When Christiana Figueres took on the leadership of the UN secretariat on climate change, the diplomatic collapse of the Copenhagen Summit was fresh in everyone’s minds. Now just over six years later, she prepares to leave office riding high on a wave of global enthusiasm following the first global agreement on climate change.
BusinessGreen caught up with Figueres to look back on the remarkable transformation that has swept through the global climate movement – discussing her role as a “gardener” for climate action, why US business holds the Trump card in American climate policy, and why victory always goes hand-in-hand with optimism.
BusinessGreen: Looking back from when you took on this post just after Copenhagen to where we are now, what has changed in the global attitudes to climate change?
Christiana Figueres: I think there is a remarkable turnaround in the global attitude over the past six years. As we remember we were all deeply disappointed by Copenhagen. As I have said before, I think the whole world was in a bad mood about climate change, having reached a conclusion that it was too expensive, too complex, too confrontational, and some had even decided it was too late anyway.
So I think over the past six years what has happened is that there is a remarkable turnaround in the global mood. Certainly the fact that clean energy technologies have come down in cost was a huge opening. But beyond that I would say there were three major transformations that occurred slowly but surely between 2010 and 2015.
The other big transformation, my number two choice, is that there was a realisation that this is not just the responsibility of central or national governments, but actually a shared responsibility that goes beyond central governments: there’s sub-national governments, there’s certainly the corporate sector that needs to take on responsibility here, the finance sector. In fact, there’s barely a sector that doesn’t need to contribute to the solution.
And based on those two changes, what was really remarkable was the fact that addressing climate change moved slowly but surely from being a burden to being an opportunity. Countries have now seen how they can actually implement a national version of the global Sustainable Development Goals (SDGs) through their pursuit of climate goals, and vice versa.

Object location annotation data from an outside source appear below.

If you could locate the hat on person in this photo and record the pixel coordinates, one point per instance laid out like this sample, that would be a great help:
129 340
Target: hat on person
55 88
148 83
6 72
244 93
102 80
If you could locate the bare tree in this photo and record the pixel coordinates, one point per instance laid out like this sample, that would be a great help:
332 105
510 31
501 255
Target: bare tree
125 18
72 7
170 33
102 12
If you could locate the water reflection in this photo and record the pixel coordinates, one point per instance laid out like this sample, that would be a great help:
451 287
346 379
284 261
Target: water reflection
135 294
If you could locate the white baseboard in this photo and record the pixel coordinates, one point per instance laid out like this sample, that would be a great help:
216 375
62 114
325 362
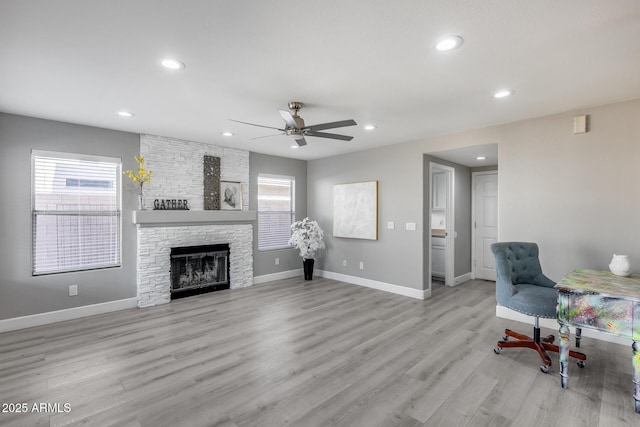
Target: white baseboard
374 284
506 313
40 319
461 279
277 276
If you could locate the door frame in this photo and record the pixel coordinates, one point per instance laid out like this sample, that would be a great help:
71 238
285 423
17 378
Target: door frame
449 254
474 256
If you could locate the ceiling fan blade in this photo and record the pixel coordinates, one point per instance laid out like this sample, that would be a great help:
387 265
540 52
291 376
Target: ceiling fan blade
292 121
332 125
330 135
266 136
253 124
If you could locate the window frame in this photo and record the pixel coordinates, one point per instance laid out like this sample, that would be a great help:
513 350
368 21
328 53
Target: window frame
117 212
292 204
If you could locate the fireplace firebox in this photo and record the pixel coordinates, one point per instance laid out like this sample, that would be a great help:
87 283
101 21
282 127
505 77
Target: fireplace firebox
199 269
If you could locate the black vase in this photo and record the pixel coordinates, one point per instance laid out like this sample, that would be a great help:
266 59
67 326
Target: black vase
308 268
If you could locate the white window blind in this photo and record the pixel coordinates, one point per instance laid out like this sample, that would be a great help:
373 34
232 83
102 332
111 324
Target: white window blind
75 212
276 211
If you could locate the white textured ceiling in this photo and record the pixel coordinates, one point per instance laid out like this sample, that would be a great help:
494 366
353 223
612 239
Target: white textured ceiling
80 61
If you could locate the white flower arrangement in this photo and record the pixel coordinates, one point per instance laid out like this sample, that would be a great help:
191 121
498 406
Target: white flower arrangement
307 236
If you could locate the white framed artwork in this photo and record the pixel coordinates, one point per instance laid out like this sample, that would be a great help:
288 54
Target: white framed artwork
355 210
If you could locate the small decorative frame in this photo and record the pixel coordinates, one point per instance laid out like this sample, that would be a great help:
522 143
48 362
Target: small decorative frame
231 195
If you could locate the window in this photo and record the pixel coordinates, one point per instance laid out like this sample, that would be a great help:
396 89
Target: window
276 211
76 212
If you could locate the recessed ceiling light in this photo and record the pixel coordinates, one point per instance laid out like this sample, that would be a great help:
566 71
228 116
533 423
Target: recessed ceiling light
449 43
172 64
504 93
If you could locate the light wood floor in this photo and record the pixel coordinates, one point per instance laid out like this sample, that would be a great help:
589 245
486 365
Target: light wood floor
298 353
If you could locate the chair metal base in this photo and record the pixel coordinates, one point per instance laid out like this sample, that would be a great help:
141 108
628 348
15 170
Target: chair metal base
541 345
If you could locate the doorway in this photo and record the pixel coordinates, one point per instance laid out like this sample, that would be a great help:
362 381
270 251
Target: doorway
485 223
441 223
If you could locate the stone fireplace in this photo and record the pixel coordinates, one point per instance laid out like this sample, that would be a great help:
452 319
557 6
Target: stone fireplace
160 231
177 167
199 269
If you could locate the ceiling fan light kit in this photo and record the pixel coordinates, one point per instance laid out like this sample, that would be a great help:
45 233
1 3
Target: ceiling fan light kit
296 128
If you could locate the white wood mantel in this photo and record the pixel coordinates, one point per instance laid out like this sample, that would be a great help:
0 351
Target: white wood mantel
164 218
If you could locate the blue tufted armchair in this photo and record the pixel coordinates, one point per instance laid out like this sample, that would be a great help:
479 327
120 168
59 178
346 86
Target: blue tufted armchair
521 286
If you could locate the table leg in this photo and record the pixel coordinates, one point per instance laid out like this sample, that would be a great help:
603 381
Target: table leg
636 374
564 355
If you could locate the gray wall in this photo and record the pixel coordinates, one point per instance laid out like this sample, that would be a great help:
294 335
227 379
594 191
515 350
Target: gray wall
396 257
462 211
578 196
20 293
264 261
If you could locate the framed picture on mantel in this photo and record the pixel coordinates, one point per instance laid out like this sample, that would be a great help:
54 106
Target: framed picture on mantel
230 195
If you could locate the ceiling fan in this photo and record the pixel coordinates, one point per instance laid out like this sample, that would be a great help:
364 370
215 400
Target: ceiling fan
295 127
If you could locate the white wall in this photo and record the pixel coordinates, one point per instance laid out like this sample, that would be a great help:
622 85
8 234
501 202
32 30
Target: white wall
578 196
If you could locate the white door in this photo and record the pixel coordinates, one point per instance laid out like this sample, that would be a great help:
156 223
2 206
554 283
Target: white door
486 223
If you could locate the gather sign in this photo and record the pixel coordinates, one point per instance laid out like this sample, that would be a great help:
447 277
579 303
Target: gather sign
170 205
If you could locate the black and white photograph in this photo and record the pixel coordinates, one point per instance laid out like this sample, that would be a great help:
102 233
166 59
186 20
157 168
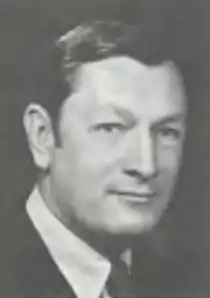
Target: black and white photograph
105 148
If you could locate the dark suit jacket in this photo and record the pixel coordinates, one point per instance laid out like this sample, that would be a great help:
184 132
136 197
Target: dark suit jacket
28 271
26 268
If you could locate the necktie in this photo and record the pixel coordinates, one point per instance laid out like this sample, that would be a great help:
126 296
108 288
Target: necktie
119 283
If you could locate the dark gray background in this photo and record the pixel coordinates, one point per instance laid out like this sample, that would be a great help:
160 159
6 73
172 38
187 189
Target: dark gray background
183 237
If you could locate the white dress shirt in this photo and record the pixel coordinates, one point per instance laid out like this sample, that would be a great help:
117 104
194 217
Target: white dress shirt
84 269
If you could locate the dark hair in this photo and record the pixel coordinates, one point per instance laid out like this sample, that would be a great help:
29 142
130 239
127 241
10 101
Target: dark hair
59 60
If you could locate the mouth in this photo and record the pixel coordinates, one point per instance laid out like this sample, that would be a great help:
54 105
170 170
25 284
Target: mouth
133 196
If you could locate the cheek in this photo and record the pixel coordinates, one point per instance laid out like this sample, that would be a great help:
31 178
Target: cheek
168 161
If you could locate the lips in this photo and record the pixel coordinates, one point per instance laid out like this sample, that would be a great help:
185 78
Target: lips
134 195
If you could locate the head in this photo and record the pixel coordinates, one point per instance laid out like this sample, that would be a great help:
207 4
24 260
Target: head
108 158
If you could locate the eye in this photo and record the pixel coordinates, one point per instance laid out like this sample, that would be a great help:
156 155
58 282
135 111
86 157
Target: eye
170 133
109 127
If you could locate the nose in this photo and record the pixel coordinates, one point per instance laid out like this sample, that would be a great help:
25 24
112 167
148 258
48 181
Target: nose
141 157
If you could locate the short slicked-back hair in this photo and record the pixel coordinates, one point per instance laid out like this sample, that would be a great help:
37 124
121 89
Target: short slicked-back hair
92 41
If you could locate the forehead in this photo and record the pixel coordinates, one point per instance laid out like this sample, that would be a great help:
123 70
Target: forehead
130 84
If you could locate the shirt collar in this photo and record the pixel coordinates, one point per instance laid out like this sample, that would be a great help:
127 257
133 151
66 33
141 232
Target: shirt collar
84 269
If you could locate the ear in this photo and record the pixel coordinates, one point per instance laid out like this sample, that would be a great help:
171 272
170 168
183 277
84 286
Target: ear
39 131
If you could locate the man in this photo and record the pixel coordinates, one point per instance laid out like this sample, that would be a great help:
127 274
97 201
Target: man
106 141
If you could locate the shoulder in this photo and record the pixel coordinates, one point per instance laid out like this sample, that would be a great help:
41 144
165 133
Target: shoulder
26 265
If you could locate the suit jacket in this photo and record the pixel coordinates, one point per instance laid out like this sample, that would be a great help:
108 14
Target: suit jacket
28 271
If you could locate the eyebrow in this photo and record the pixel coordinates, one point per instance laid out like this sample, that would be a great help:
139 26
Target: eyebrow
126 113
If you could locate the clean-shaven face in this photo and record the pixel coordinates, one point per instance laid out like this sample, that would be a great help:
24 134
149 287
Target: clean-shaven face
121 138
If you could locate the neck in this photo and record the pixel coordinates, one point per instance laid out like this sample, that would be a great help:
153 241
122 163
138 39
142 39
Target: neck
110 246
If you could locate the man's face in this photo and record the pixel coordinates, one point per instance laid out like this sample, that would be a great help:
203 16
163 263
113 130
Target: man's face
121 138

And I think that is very important to understand, that we will only pursue climate goals through the national pursuit of the SDGs.
To be able to understand that this is actually a huge developmental opportunity was a major, major change and allowed for a very different attitude – one that admits that we don’t know exactly how we are going to get to the targets that are embedded in the Paris Agreement, but that everybody is willing to have a “moonshot attitude” to say “we are going to do this, we do have to transform”. And admittedly we don’t exactly know how we are going to do that, but we are going to do it. So it’s very much about this moonshot attitude, which is very very different from where we were in Copenhagen.
You’ve spoken before about your drive to add a sense of optimism to the climate debate post-Copenhagen. Given your experience of trying to rebuild momentum after that conference, is there anything we can learn about maintaining the momentum post-Paris?
It is important to move quite quickly on that, because we don’t want the Paris Agreement to be only a hard labour and a well-balanced document. We don’t want it to be only a document. We want it to be vision, yes, but it needs to be very quickly followed by constructing the reality behind that vision.
I think the lead up to Paris and the construction of all of the very important coalitions is absolutely key. Countries working together, collaborating and helping each other out was a lesson in the lead-up to Paris and has to be the bedrock of moving forward now. Whether it is countries or national governments helping each other out, or whether that be a collaboration between public and private sector, or between national and sub-national governments. In whatever iteration you want to see it, I think collaboration was key toward Paris and is absolutely fundamental in a post-Paris world.
You said last month the conversation between business and government now needs to deepen into collaboration – could you explain what you mean by that?
It’s clear that businesses are already taking on their responsibility because they do see it as an opportunity, and many of them are beginning to align themselves with these science-based targets, targets that are embedded in the Paris Agreement, so many of them are moving in that direction. But it’s also very clear that they will be facilitated and enabled in that movement, in as much as governments do put climate-friendly policies in place. The very clear link between an enabling policy environment and capital shifts and development of technology has always been there. It’s nothing new, we’ve known for years that it exists, but it is now absolutely transcendental and needs to occur quite quickly.